JAKARTA. Upaya Direktorat Jenderal (Ditjen) Pajak Kementerian Keuangan (Kemkeu) mengulik data-data wajib pajak nyaris tanpa berhenti. Selain demi mengejar target penerimaan yang saban tahun naik, upaya mengulik data juga demi untuk rasio pajak (tax ratio) yang baru 11%.
Mulai dilakukan tahun ini, upaya ini akan terus berlanjut. Apalagi, aparat pajak juga punya automatic exchange of information (AEoI). Traktat tersebut membuat aparat pajak leluasa mengakses data informasi keuangan wajib pajak sejak tahun ini,
Berbekal data-data tersebut, aparat pajak memang lebih mudah melakukan analisa wajib pajak. “Dengan AEoI, sistem di kantor pajak bisa menganalisis sampai 5 juta data per hari,” tandas Iwan Djuniardi, Direktur Transformasi Teknologi Komunikasi dan Informasi Ditjen Pajak Kemkeu, Rabu (29/8).

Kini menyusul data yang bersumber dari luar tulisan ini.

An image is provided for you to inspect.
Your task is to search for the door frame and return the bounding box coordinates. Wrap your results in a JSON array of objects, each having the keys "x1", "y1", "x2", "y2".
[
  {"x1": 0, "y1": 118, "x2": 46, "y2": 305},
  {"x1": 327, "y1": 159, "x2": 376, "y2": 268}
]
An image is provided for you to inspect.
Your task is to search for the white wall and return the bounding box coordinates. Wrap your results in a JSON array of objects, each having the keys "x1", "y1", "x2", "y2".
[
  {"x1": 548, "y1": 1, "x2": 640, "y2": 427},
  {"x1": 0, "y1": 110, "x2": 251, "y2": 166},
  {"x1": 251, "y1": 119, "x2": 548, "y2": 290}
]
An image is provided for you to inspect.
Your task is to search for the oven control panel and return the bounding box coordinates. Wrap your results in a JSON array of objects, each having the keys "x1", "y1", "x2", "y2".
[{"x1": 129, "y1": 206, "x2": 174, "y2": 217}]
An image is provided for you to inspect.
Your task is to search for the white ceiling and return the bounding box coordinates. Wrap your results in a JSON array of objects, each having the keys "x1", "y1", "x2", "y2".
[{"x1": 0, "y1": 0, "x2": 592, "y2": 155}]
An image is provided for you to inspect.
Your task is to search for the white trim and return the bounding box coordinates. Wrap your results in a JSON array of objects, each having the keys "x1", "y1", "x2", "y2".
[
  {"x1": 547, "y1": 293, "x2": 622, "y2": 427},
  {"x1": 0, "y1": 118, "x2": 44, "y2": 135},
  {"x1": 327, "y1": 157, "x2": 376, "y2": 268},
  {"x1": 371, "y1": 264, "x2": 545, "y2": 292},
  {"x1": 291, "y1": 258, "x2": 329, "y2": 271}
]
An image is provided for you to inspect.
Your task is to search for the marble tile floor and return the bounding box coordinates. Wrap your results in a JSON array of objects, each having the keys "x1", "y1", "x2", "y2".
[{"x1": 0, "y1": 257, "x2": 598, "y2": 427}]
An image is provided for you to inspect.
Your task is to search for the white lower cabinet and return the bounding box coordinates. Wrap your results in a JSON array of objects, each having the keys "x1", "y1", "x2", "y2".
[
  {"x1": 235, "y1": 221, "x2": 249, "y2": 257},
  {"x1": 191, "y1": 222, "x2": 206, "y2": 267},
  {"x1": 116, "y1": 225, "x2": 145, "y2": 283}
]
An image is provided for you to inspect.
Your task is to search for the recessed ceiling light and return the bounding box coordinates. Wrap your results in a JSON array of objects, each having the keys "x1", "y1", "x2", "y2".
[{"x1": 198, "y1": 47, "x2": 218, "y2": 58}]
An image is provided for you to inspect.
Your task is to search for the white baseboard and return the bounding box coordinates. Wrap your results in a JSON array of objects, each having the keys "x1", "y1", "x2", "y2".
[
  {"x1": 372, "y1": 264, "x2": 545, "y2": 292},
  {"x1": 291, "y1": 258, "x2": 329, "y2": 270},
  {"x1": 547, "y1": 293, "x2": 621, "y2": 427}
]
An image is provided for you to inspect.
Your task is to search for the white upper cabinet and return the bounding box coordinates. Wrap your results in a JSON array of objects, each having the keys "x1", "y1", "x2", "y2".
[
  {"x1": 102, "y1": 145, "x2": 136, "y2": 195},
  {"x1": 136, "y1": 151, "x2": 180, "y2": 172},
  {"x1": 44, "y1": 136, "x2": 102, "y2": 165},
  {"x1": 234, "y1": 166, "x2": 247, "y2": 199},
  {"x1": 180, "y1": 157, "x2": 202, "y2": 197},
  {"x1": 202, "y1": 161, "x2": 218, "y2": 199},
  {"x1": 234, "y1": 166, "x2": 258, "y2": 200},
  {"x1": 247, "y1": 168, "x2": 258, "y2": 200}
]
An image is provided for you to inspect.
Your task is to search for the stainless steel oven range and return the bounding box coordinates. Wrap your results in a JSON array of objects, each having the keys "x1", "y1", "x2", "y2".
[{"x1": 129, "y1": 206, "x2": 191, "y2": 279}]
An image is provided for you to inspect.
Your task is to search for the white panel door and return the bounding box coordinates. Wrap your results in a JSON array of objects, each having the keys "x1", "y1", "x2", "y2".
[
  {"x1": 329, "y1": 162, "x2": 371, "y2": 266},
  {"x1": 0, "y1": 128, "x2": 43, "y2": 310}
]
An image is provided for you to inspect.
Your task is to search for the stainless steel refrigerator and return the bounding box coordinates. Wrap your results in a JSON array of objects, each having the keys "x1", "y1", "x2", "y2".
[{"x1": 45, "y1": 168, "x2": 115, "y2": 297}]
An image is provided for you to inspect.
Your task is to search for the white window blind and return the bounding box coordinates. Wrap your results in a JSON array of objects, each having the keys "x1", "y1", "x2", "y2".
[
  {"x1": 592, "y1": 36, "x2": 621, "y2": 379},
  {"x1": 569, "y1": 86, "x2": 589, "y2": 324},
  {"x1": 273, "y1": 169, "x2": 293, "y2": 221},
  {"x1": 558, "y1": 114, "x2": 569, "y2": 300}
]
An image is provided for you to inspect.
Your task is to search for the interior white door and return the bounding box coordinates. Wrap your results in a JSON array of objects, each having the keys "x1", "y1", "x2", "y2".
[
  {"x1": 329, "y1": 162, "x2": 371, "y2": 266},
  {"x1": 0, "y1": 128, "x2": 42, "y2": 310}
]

Toh, Ditjen Pajak belum puas hanya berbekal hasil analisis data keuangan, karena belum banyak membantu peningkatan penerimaan pajak. Akses informasi keuangan dan AEoI hanya menghasilkan data yang terbatas, seperti identitas wajib pajak, alamat, dan saldo. Alhasil, Ditjen Pajak juga akan melengkapi datanya dengan membaca perilaku wajib pajak (WP), baik di media sosial maupun mengumpulkan data transaksi jual beli online.
Yang terbaru, Ditjen Pajak juga mengusulkan bisa mengakses data transaksi keuang- an wajib pajak melalui sistem Real Time Sistem Gross (RTGS). Sebab dari sistem tersebut bisa diketahui arus keluar masuk uang wajib pajak ataupun perusahaan. Iwan menghitung, akses RTGS akan meningkatkan penerimaan pajak Rp 1,3 triliun.
Tapi upaya itu masih membutuhkan persetujuan bank sentral. Maklum, saat ini akses RTGS masih terlarang. BI hanya memberikan data RTGS dalam kasus tertentu, ketika ada permintaan dari Ditjen Pajak dan rekomendasi Menteri Keuangan. “Tanpa RTGS, kami butuh waktu 2 tahun hanya untuk menemukan 100-200 wajib pajak yang terindikasi kecurangan,” jelas Iwan.
Sebelum akses ini terbuka, Ditjen Pajak akan memanfaatkan rekaman belanja online dan perilaku masyarakat di media sosial untuk analisis pajak. Caranya, dengan memanfaatkan Kartu Indonesia 1 atau Kartin1 untuk menelusu- ri transaksi jual beli online.
Apalagi, kantor pajak juga sudah punya sistem Sosial Network Analytics (SONETA) yang bisa merekam aktivitas masyarakat di media sosial. “Dari sistem itu, kami akan tahu, wajib pajak itu belanja apa saja, pergi kemana saja, dengan siapa,” terang Iwan.
Kepala Pusat Bagian Transformasi Bank Indonesia (BI) Onny Widjanarko mengaku akan mempelajari usulan pajak. “Kami baru mendengar permintaan ini,” ujar Onny.
Pakar pajak Yustinus Praswoto mengingatkan pembukaan akses data RTGS secara bebas harus diawasi ketat. Sebab akses RTGS sangat rawan disalahgunakan.